Dalton is out at least next week in San Francisco. In steps backup quarterback A.J. McCarron.

The Bengals are about to enter that zone where playoff contenders including Pittsburgh, Denver, Houston, Indianapolis and Philadelphia have toiled this season. Each of those teams lost their quarterback for stretches due to injury. Each tossed in a backup, some of them two. Each found a way to bob and weave, patch and glue, stay revived and alive in their playoff push.

Now it is the Bengals’ turn.

For certain, the later it happens in a season, the tougher the task.

The Bengals are 10-3 with only three regular-season games left: at San Francisco, at Denver and home against Baltimore. Further tests will reveal when and if Dalton returns. The Bengals are hoping for a return in two weeks. A more realistic hope might be for the playoffs.

“It’s unfortunate that it happened at this point in the season, but I’m going to do everything I can to get back as quickly as I can to help this team,” Dalton said. He added that he will be examined by a specialist on Monday.

“We’ve just got to go back to work and figure it out,” Bengals head coach Marvin Lewis said. “We’ve been so fortunate with Andy, because this is the first time he’s missed time since he was a rookie, since his first game. I just knock on wood every time someone says that -- and now we’re going to play a game without Andy.”

Lewis sounded and looked pensive when he said that.

And why not? Dalton since he was drafted in 2011 had started 76 consecutive Bengals regular-season games.

McCarron, the former University of Alabama quarterback, calls Dalton “A.D.” So, A.D. used to fling it to fleet receiver A.J. (Green) for the Bengals but now AJ (McCarron) will be the facilitator to A.J. (Green that is).

Actually, that AJ to A.J. connection produced a 66-yard scoring bomb against the Steelers. McCarron threw for 280 yards and 2 touchdowns. His 90.6 passer rating was higher than Steelers quarterback Ben Roethlisberger (85.6). McCarron had some big moments after being tossed into the fray, a few passes he delivered with accuracy and power. But he was rusty and off enough that his two interceptions hurt Cincinnati’s comeback chances. So did the fact that the Steelers started fast, played faster and maintained distance throughout the game from the Bengals.

Pittsburgh (8-5), now having knocked Dalton out, might think it can still win the AFC North. Pittsburgh knows it must keep winning to keep wild-card playoff hopes alive.

The Steelers during warm-ups here described the atmosphere as “spicy.” The push and shove and mouthing during the game they described as “chippy.” By game’s end the Steelers had managed it all, like they usually do here. They are 14-3 in this stadium.

“That game was grimy,” said Steelers linebacker Ryan Shazier. “But that’s how we like to play.”

The Bengals saw it, felt it. Pittsburgh took full advantage of Dalton’s loss. They added pressure with their offense (8 of 14 in third-down efficiency) and turned their defensive pressure loose on McCarron.

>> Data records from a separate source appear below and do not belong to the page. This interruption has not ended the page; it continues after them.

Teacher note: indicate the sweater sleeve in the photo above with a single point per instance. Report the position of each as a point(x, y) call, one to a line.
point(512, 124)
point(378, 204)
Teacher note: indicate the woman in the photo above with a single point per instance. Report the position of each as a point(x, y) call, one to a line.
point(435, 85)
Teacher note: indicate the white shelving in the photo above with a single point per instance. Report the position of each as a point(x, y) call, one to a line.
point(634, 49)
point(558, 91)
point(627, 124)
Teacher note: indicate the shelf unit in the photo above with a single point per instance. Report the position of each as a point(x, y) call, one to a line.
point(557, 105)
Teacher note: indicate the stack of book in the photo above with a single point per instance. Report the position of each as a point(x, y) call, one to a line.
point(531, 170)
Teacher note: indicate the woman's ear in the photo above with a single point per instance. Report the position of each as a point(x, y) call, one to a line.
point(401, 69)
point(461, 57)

People in Cincinnati are going to chat now about taking the pressure off McCarron and how everyone else has to do more. About just letting him grow and be comfortable and be himself. Maybe manage things.

But the truth is the Bengals need McCarron to step forward and play a big-time version of quarterback in the season’s most critical stretch. There is no pixie dust that can obscure that.

McCarron knows it.

“If you don’t, you’re doomed,” McCarron said of quarterbacks believing in themselves. “I believe you need to carry that confidence as a quarterback when you step inside those white lines. It’s a nasty and dirty game. If you lose confidence, it can go bad for you real quick. We made some mistakes today and I’ll learn from them. I’ll be up here early in the morning learning from them and I will do whatever I have to do to lead this team and get the job done. Like I said, I promise to God, I will work my tail off and be ready to go.”

He said he told his Bengals teammates that. Promised them that.

No matter how spicy, chippy, grimy, nasty and dirty it gets.